Dona Benta: a Velha Sábia e o eixo do sentido

Dona Benta ocupa o centro silencioso do Sítio. Ela é a “biblioteca viva” que dá coerência ao mundo, a figura que autoriza a imaginação a existir. No imaginário infantil, essa presença não é trivial: ela compensa ausências reais e oferece o que Jung chamaria de uma função orientadora do Self em formação.
Quando uma criança não recebe histórias em casa, a psique busca essa função em algum lugar — e encontra em figuras míticas, livros, professores, avós simbólicas, ou… num programa de TV que vira altar íntimo.

Tia Nastácia: a Grande Mãe cotidiana

Mais do que cozinhar, ela representa o gesto ancestral de cuidar do corpo e do coração. Em linguagem simbólica, ela é a mãe nutridora que transforma vida comum em aconchego ritual.
E aqui há um ponto crucial: essa função arquetípica é valiosíssima para a criança — mas, historicamente, foi colocada dentro de uma moldura social problemática.

A Cuca: a Sombra encantada

A Cuca não é apenas medo: ela é o mistério do instintivo, o lado noturno do imaginário que ensina a criança a lidar com o desconforto do desconhecido. A infância precisa de monstros “dosáveis”, porque eles funcionam como treinadores simbólicos do medo — transformando pavor difuso em narrativa organizada.

Emília: a Trickster luminosa

A Emília é a centelha de caos criativo. Ela subverte regras, ri da solenidade dos adultos, e dá à criança a sensação de que pensar por si mesma é permitido.
Ela é o arquétipo do Trickster com perfume de heroína: desobediente com propósito, irreverente como ferramenta de liberdade.

Visconde: o intelecto menino

Ele representa o aspecto da psique infantil que gosta de construir explicações, catalogar, aprender. É uma inteligência afetiva e brincalhona — não uma mente separada do corpo, mas uma mente que ainda sabe dançar com o imaginário.

Tio Barnabé: o Guardião da mata e do limiar

Em muitas leituras simbólicas, ele aparece como alguém ligado ao conhecimento da terra e às margens do doméstico.

Príncipe Escamado: o primeiro brilho do Animus

Sim — para muitas meninas (e para qualquer criança que tenha um mundo interno rico), o “primeiro Animus” às vezes aparece como figura de encanto e promessa: o masculino interno como coragem, aventura e chamada para o mundo.

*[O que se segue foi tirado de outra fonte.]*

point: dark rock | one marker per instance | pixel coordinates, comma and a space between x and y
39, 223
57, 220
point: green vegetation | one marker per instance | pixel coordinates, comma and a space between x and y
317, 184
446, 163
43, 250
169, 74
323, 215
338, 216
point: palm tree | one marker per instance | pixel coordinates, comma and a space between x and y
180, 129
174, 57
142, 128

Uma leitura amorosa não precisa ser cega

O Sítio carrega marcas do racismo estrutural da época e de como o imaginário brasileiro foi historicamente narrado.
Reconhecer isso não exige apagar a importância afetiva do que a obra ofereceu.

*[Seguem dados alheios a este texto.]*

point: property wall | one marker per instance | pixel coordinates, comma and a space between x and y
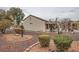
34, 24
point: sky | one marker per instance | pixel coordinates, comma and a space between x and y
51, 12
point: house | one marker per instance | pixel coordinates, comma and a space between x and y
34, 23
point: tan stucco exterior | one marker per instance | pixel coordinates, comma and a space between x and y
32, 23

Em termos junguianos, isso é uma forma adulta de integração:

  • não idealizar o objeto amado,
  • nem destruí-lo,
  • mas olhar sua luz e sua sombra com consciência.

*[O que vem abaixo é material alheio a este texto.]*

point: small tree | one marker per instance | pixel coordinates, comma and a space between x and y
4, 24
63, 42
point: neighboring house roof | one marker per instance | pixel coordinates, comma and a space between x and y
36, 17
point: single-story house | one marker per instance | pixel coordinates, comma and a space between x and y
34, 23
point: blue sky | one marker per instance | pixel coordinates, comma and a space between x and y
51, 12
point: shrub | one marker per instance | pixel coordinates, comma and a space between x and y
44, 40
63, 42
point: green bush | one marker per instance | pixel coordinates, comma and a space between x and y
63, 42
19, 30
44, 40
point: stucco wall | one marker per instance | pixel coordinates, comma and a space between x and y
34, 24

Assim, a experiência infantil é honrada, e o pensamento crítico é incorporado como parte da individuação.


O Sítio como direito psíquico das crianças

“Ouvir histórias devia ser um direito de toda criança.”

Porque histórias não são enfeites culturais; são alimento da alma.
Elas ensinam a criança a nomear emoções, a atravessar medos, a sonhar futuros.
Sem narrativa, o inconsciente fica sem linguagem compartilhável.
Com narrativa, nasce o mapa.

E quando a família não oferece esse espaço, uma obra como o Sítio pode se tornar família simbólica, oferecendo arquétipos que organizam a psique em crescimento.